Why choose METS/ALTO for newspaper digitization?

Author: Stefan Boddie, Managing Director, DL Consulting Ltd.
Date: 2014-07-19

Why is METS/ALTO so important? Because everyone is using it!

Many benefits come with conforming to recognized standards like METS and ALTO, as used by existing, well-established projects.

Benefits

  • The long-term sustainability of your digital objects is greatly enhanced. If METS/ALTO ever becomes obsolete it is certain that a suitable migration path will be developed for the many hundreds of millions of digitized pages already in this format, for large projects at the Library of Congress and elsewhere.
  • If it’s ever desirable to share content between projects it’s easy to do so, when those projects use the same open standards.
  • Projects using METS/ALTO benefit from the knowledge and tools created by/for other projects using the same standards.

In addition to the above METS/ALTO is simply a better, richer format for capturing digitized newspapers than any currently available alternative.

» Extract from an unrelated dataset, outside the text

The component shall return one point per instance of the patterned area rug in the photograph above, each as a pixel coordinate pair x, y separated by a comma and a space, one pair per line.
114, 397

  • Not only does ALTO store the full-text content of each page and word, it also captures structural information like column, line, and word locations.
  • METS has the capability to support article segmentation, so articles, headlines, bylines, and other article-level metadata can be captured.
  • The combination of METS and ALTO captures very “rich” data, allowing the development of innovative discovery and delivery interfaces.
  • Both METS and ALTO are open XML standards — no proprietary software is required to read or transform the digitized objects.